Também por isso, a proposta de Magina da Silva, no encontro com o Presidente da República, de fusão do SEF e da PSP numa grande polícia nacional é duplamente disparatada. Em primeiro lugar porque não cabe ao chefe da PSP anunciar decisões políticas desse tipo, por mais que sonhe em liderar uma super-polícia com um corpo militarizado. Em segundo lugar, porque isso tenderia a reforçar o próprio modelo policial na relação com os estrangeiros, o que é um erro absoluto. Não é a primeira vez, aliás, que Magina da Silva brinda o país com um discurso irresponsável de pistoleiro, como quando defendeu a compra de carros blindados como os que foram usados na Guerra do Iraque para intervir nos “bairros de risco”. É exatamente deste tipo de discursos que precisamos de nos libertar. 

4.A reação das instituições ao assassinato de Ihor Homenyuk esteve muito aquém do exigível.
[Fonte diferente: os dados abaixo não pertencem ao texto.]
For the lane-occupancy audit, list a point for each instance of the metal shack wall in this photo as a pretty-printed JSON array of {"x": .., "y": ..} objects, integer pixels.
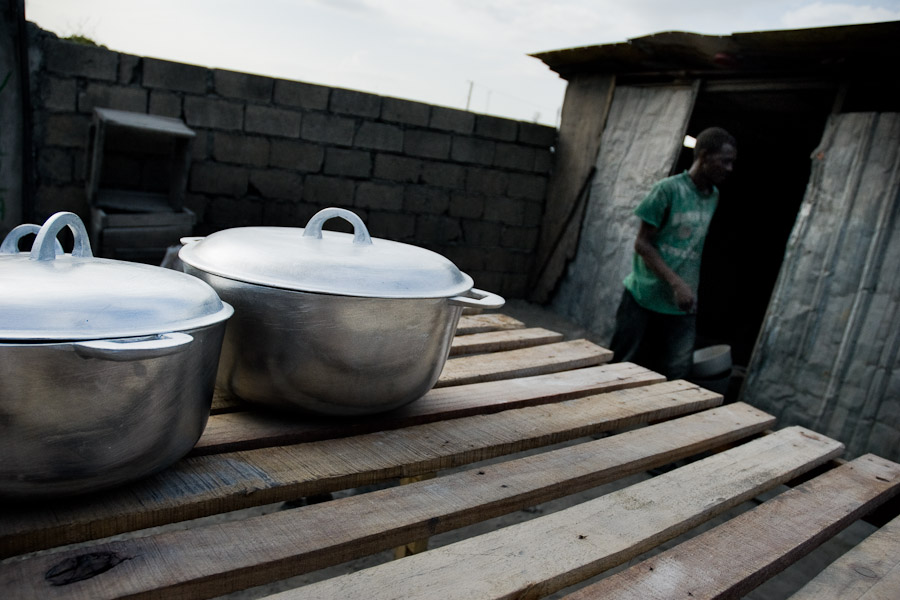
[
  {"x": 829, "y": 350},
  {"x": 639, "y": 146}
]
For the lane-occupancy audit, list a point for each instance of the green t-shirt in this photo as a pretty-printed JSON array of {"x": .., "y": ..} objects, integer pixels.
[{"x": 682, "y": 214}]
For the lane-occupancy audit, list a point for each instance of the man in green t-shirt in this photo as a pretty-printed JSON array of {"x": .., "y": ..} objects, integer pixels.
[{"x": 656, "y": 320}]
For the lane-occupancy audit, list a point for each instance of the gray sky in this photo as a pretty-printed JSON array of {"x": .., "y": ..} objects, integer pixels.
[{"x": 433, "y": 51}]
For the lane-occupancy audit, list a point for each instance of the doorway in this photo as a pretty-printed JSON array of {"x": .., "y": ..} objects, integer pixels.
[{"x": 777, "y": 127}]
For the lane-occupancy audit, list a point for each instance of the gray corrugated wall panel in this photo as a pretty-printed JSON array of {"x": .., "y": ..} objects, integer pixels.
[
  {"x": 640, "y": 144},
  {"x": 829, "y": 350}
]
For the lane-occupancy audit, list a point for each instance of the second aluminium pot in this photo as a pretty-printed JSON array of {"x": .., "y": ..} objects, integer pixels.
[
  {"x": 107, "y": 367},
  {"x": 329, "y": 322}
]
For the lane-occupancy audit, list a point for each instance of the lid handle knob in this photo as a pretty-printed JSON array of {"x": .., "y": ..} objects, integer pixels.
[
  {"x": 314, "y": 226},
  {"x": 44, "y": 247},
  {"x": 10, "y": 243}
]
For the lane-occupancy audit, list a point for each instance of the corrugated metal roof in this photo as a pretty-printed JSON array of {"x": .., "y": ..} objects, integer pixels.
[{"x": 820, "y": 50}]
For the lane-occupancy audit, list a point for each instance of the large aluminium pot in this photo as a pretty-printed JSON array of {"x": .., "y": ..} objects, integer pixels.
[
  {"x": 107, "y": 368},
  {"x": 329, "y": 322}
]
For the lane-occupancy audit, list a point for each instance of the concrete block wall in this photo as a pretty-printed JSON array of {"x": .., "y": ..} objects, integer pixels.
[{"x": 273, "y": 152}]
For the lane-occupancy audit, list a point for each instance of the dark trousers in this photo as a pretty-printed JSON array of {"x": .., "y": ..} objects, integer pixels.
[{"x": 660, "y": 342}]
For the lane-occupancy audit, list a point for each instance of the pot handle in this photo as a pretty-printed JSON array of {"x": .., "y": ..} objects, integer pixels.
[
  {"x": 478, "y": 299},
  {"x": 314, "y": 226},
  {"x": 10, "y": 243},
  {"x": 125, "y": 349},
  {"x": 44, "y": 247}
]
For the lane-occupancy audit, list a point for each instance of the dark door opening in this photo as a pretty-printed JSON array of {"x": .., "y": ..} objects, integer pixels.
[{"x": 776, "y": 132}]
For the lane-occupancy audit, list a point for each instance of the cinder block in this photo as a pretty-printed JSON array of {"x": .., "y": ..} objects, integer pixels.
[
  {"x": 165, "y": 104},
  {"x": 426, "y": 200},
  {"x": 504, "y": 210},
  {"x": 397, "y": 168},
  {"x": 243, "y": 86},
  {"x": 391, "y": 226},
  {"x": 50, "y": 199},
  {"x": 537, "y": 135},
  {"x": 67, "y": 130},
  {"x": 496, "y": 128},
  {"x": 55, "y": 165},
  {"x": 301, "y": 95},
  {"x": 80, "y": 60},
  {"x": 532, "y": 187},
  {"x": 486, "y": 181},
  {"x": 175, "y": 76},
  {"x": 449, "y": 119},
  {"x": 543, "y": 161},
  {"x": 355, "y": 103},
  {"x": 443, "y": 175},
  {"x": 379, "y": 136},
  {"x": 328, "y": 191},
  {"x": 481, "y": 234},
  {"x": 466, "y": 206},
  {"x": 405, "y": 111},
  {"x": 299, "y": 156},
  {"x": 233, "y": 212},
  {"x": 272, "y": 121},
  {"x": 437, "y": 229},
  {"x": 327, "y": 128},
  {"x": 426, "y": 144},
  {"x": 381, "y": 196},
  {"x": 129, "y": 74},
  {"x": 213, "y": 114},
  {"x": 514, "y": 156},
  {"x": 59, "y": 94},
  {"x": 132, "y": 99},
  {"x": 349, "y": 163},
  {"x": 277, "y": 184},
  {"x": 240, "y": 149},
  {"x": 211, "y": 178},
  {"x": 520, "y": 238},
  {"x": 472, "y": 150}
]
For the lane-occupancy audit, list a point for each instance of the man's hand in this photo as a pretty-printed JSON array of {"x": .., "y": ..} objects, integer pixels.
[{"x": 684, "y": 297}]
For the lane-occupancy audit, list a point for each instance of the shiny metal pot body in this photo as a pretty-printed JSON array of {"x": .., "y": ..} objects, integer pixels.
[
  {"x": 331, "y": 354},
  {"x": 82, "y": 416}
]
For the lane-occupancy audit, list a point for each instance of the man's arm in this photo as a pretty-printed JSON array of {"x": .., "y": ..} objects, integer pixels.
[{"x": 644, "y": 246}]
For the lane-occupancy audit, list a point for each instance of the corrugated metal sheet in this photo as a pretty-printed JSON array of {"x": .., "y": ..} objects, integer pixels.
[
  {"x": 849, "y": 49},
  {"x": 828, "y": 355}
]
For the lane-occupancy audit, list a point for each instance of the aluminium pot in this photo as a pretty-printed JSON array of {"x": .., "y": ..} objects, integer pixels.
[
  {"x": 107, "y": 368},
  {"x": 328, "y": 322}
]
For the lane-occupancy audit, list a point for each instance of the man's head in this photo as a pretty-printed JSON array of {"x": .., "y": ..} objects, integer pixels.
[{"x": 714, "y": 155}]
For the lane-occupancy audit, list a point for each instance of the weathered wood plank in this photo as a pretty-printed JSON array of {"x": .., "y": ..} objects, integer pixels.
[
  {"x": 510, "y": 339},
  {"x": 206, "y": 485},
  {"x": 540, "y": 556},
  {"x": 735, "y": 557},
  {"x": 212, "y": 560},
  {"x": 525, "y": 362},
  {"x": 248, "y": 430},
  {"x": 486, "y": 322},
  {"x": 870, "y": 571}
]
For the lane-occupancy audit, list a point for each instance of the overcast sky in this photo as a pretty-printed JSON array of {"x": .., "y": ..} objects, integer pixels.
[{"x": 447, "y": 52}]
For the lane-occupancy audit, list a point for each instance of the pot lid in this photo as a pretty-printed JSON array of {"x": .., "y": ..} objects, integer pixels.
[
  {"x": 311, "y": 260},
  {"x": 51, "y": 296}
]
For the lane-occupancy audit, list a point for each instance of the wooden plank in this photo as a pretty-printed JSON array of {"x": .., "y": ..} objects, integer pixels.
[
  {"x": 549, "y": 358},
  {"x": 870, "y": 571},
  {"x": 248, "y": 430},
  {"x": 205, "y": 485},
  {"x": 209, "y": 561},
  {"x": 486, "y": 322},
  {"x": 540, "y": 556},
  {"x": 732, "y": 559},
  {"x": 509, "y": 339}
]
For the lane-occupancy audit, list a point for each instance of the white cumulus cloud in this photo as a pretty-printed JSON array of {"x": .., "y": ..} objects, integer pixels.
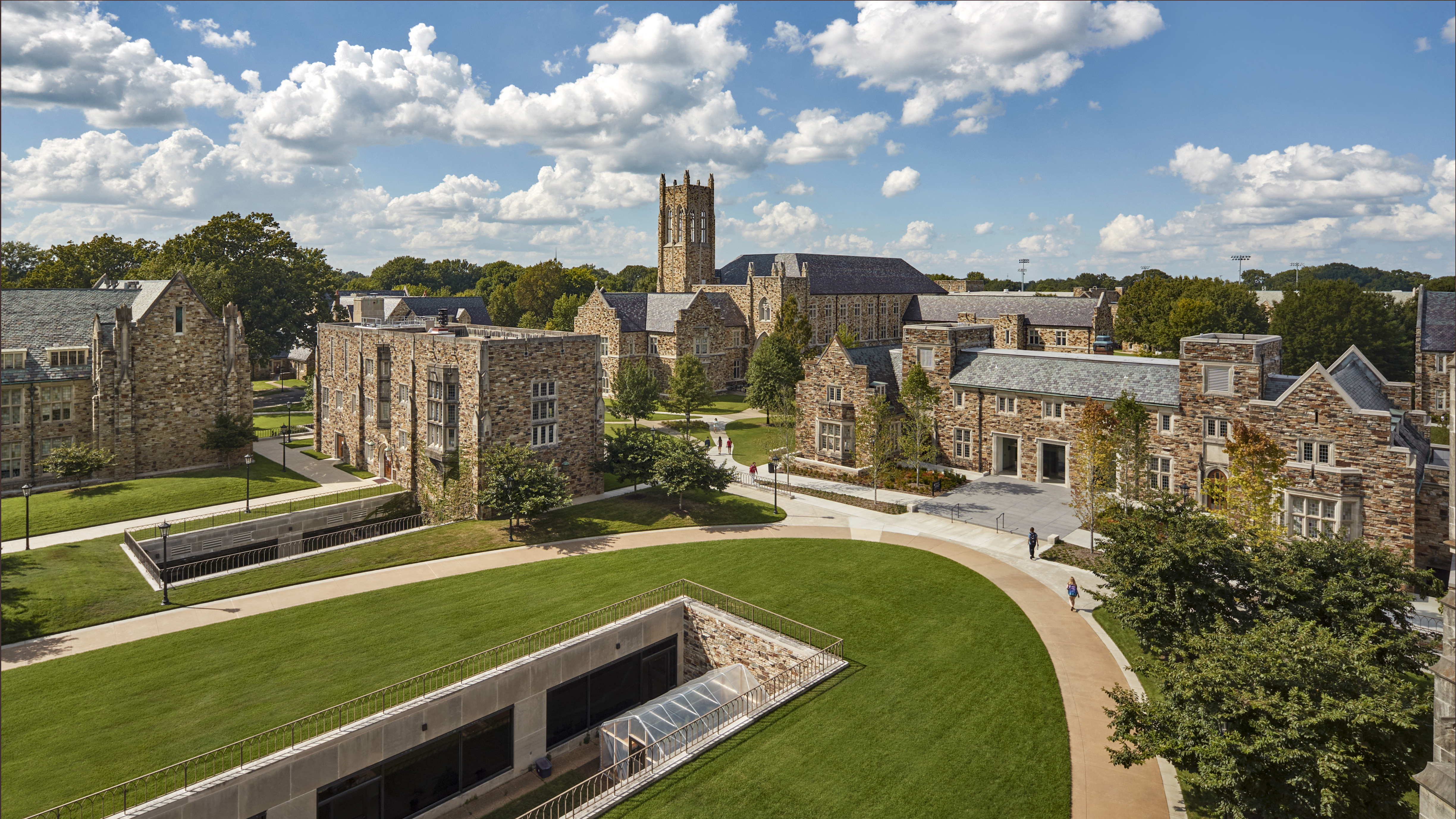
[
  {"x": 900, "y": 181},
  {"x": 935, "y": 53}
]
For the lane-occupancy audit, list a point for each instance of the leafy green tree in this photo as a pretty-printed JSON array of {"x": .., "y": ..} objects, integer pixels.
[
  {"x": 631, "y": 455},
  {"x": 228, "y": 435},
  {"x": 17, "y": 261},
  {"x": 636, "y": 391},
  {"x": 683, "y": 464},
  {"x": 282, "y": 289},
  {"x": 794, "y": 327},
  {"x": 76, "y": 461},
  {"x": 689, "y": 390},
  {"x": 918, "y": 397},
  {"x": 876, "y": 442},
  {"x": 504, "y": 311},
  {"x": 564, "y": 311},
  {"x": 516, "y": 481},
  {"x": 774, "y": 371},
  {"x": 1324, "y": 318}
]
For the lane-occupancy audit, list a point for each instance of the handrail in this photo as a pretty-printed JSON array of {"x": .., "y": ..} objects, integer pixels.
[
  {"x": 282, "y": 508},
  {"x": 180, "y": 776}
]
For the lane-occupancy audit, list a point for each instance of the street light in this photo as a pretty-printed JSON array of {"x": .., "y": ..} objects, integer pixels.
[
  {"x": 162, "y": 570},
  {"x": 248, "y": 499},
  {"x": 25, "y": 490}
]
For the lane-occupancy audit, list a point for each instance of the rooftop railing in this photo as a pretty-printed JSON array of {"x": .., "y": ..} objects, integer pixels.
[{"x": 181, "y": 776}]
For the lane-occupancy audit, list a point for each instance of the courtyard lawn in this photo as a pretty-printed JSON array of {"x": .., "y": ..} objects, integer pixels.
[
  {"x": 91, "y": 582},
  {"x": 950, "y": 706},
  {"x": 124, "y": 500}
]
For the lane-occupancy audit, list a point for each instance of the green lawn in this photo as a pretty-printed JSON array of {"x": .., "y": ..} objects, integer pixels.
[
  {"x": 91, "y": 582},
  {"x": 124, "y": 500},
  {"x": 950, "y": 706}
]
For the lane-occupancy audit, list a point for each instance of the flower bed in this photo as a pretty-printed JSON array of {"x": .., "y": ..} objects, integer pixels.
[
  {"x": 896, "y": 478},
  {"x": 851, "y": 500}
]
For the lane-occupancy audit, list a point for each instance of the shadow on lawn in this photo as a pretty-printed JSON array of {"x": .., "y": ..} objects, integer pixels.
[{"x": 737, "y": 741}]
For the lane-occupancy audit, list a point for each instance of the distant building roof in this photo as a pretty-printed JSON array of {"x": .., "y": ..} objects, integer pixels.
[
  {"x": 1040, "y": 311},
  {"x": 1438, "y": 321},
  {"x": 832, "y": 274},
  {"x": 659, "y": 313},
  {"x": 40, "y": 320},
  {"x": 1071, "y": 375}
]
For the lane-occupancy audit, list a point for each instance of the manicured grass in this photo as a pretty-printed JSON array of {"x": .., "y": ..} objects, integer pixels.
[
  {"x": 91, "y": 582},
  {"x": 352, "y": 470},
  {"x": 124, "y": 500},
  {"x": 950, "y": 706}
]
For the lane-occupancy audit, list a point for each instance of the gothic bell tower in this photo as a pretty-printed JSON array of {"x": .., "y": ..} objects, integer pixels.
[{"x": 685, "y": 235}]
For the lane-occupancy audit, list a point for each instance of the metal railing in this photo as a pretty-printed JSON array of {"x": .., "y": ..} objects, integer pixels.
[
  {"x": 181, "y": 776},
  {"x": 207, "y": 567},
  {"x": 283, "y": 508},
  {"x": 644, "y": 766}
]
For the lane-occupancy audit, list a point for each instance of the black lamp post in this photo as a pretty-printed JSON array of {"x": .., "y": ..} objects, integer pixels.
[
  {"x": 162, "y": 572},
  {"x": 25, "y": 490}
]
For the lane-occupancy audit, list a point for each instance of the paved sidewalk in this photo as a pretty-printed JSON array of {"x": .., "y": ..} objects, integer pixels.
[
  {"x": 1077, "y": 646},
  {"x": 324, "y": 473}
]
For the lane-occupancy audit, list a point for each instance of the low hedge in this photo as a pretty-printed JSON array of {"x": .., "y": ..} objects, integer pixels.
[{"x": 852, "y": 500}]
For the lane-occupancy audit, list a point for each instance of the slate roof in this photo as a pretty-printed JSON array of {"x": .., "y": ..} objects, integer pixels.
[
  {"x": 1071, "y": 375},
  {"x": 835, "y": 274},
  {"x": 1438, "y": 321},
  {"x": 880, "y": 363},
  {"x": 38, "y": 320},
  {"x": 1361, "y": 382},
  {"x": 659, "y": 313},
  {"x": 1039, "y": 310}
]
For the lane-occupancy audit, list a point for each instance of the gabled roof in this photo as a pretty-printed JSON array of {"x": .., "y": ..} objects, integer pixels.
[
  {"x": 832, "y": 274},
  {"x": 1069, "y": 375},
  {"x": 659, "y": 313},
  {"x": 1071, "y": 311},
  {"x": 1438, "y": 317},
  {"x": 38, "y": 320}
]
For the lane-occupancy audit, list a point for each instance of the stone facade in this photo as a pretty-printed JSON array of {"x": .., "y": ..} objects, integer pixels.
[
  {"x": 401, "y": 400},
  {"x": 146, "y": 369}
]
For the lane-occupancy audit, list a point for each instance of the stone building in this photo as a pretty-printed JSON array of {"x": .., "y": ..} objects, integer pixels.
[
  {"x": 139, "y": 368},
  {"x": 1435, "y": 349},
  {"x": 1359, "y": 461},
  {"x": 402, "y": 398}
]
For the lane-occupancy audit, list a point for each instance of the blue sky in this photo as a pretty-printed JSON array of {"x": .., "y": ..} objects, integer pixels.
[{"x": 1085, "y": 138}]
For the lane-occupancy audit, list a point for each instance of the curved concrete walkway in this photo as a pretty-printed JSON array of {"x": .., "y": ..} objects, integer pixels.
[{"x": 1085, "y": 661}]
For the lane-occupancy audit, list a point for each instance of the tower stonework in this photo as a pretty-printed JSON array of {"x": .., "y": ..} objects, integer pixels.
[{"x": 685, "y": 235}]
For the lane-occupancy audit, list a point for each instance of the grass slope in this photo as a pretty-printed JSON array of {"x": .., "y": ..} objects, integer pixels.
[
  {"x": 124, "y": 500},
  {"x": 92, "y": 582},
  {"x": 950, "y": 709}
]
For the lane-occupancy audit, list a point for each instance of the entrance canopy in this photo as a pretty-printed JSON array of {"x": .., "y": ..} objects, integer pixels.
[{"x": 643, "y": 726}]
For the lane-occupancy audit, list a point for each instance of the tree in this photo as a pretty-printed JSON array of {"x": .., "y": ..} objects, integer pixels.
[
  {"x": 876, "y": 442},
  {"x": 282, "y": 289},
  {"x": 1253, "y": 496},
  {"x": 1285, "y": 721},
  {"x": 76, "y": 461},
  {"x": 689, "y": 390},
  {"x": 636, "y": 391},
  {"x": 793, "y": 326},
  {"x": 1130, "y": 442},
  {"x": 631, "y": 455},
  {"x": 1324, "y": 318},
  {"x": 774, "y": 372},
  {"x": 228, "y": 435},
  {"x": 1096, "y": 457},
  {"x": 516, "y": 481},
  {"x": 683, "y": 464},
  {"x": 918, "y": 397}
]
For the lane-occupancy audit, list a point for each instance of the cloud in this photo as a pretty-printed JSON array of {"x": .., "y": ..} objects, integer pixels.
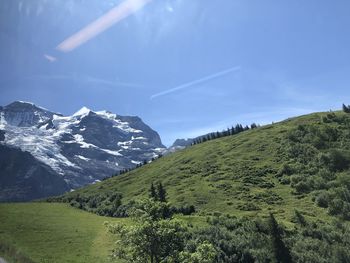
[
  {"x": 196, "y": 82},
  {"x": 95, "y": 28},
  {"x": 50, "y": 58},
  {"x": 88, "y": 79}
]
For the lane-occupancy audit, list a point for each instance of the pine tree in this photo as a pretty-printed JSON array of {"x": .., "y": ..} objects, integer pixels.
[
  {"x": 152, "y": 193},
  {"x": 282, "y": 253},
  {"x": 253, "y": 125},
  {"x": 161, "y": 193}
]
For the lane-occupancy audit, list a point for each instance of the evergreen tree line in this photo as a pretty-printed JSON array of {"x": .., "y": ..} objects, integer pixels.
[
  {"x": 230, "y": 131},
  {"x": 126, "y": 170}
]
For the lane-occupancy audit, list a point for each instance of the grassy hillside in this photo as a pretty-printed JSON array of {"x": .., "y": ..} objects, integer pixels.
[
  {"x": 55, "y": 233},
  {"x": 241, "y": 174},
  {"x": 298, "y": 169}
]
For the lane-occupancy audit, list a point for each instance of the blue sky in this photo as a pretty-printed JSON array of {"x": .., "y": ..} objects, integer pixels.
[{"x": 289, "y": 58}]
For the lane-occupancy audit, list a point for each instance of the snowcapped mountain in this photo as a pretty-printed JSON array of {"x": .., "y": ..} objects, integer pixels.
[{"x": 82, "y": 148}]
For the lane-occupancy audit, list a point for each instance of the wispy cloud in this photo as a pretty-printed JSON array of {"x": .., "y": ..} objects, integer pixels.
[
  {"x": 88, "y": 79},
  {"x": 196, "y": 82},
  {"x": 112, "y": 17},
  {"x": 50, "y": 58}
]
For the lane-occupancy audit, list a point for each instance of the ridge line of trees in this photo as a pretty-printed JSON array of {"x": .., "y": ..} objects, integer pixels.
[{"x": 228, "y": 132}]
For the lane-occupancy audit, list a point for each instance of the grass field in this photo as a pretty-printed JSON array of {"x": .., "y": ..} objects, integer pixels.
[
  {"x": 55, "y": 232},
  {"x": 226, "y": 175},
  {"x": 235, "y": 175}
]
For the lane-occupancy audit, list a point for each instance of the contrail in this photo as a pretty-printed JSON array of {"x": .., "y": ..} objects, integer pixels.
[
  {"x": 112, "y": 17},
  {"x": 196, "y": 82}
]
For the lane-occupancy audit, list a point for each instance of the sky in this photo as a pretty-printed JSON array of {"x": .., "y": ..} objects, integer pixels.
[{"x": 186, "y": 67}]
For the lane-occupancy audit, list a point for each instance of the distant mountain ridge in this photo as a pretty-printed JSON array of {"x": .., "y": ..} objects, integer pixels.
[{"x": 80, "y": 149}]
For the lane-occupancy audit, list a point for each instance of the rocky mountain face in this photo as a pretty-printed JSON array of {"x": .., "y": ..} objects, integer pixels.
[
  {"x": 79, "y": 149},
  {"x": 180, "y": 144}
]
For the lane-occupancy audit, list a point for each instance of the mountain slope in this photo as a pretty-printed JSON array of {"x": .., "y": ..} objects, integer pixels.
[
  {"x": 25, "y": 178},
  {"x": 81, "y": 149},
  {"x": 245, "y": 173}
]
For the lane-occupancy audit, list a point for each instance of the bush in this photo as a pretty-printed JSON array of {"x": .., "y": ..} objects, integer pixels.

O Presidente da República, conhecido pela abundância dos seus telefonemas e notas de felicitação e condolências, utilizou a esfarrapada desculpa de não querer “interferir na investigação” para justificar não ter tido uma palavra para a família do cidadão ucraniano assassinado por agentes do estado português. A direção do SEF esteve meses sem assumir que havia responsabilidades, parecendo mais empenhada em encobrir o sucedido do que em ser motor de uma transformação profunda na instituição. E o Ministro da Administração Interna – que, reconheça-se, abriu de imediato um inquérito e processos disciplinares aos envolvidos – não contactou a família, resistiu meses a pagar a indemnização e só por arrasto e sob altíssima pressão política e mediática substituiu a direção do SEF (cuja saída foi, no entanto, apresentada como “voluntária”) e anunciou uma reestruturação cujos contornos são ainda desconhecidos. 

Este caso trágico, contudo, tem de ser a oportunidade para mudar tudo no SEF. O modelo de relacionamento do Estado com as pessoas migrantes e refugiadas não precisa de uns remendos ou alterações cosméticas. Tem de ser integralmente substituído. E haverá pouco quem acredite que Eduardo Cabrita tem ainda condições para conduzir tal empreendimento.»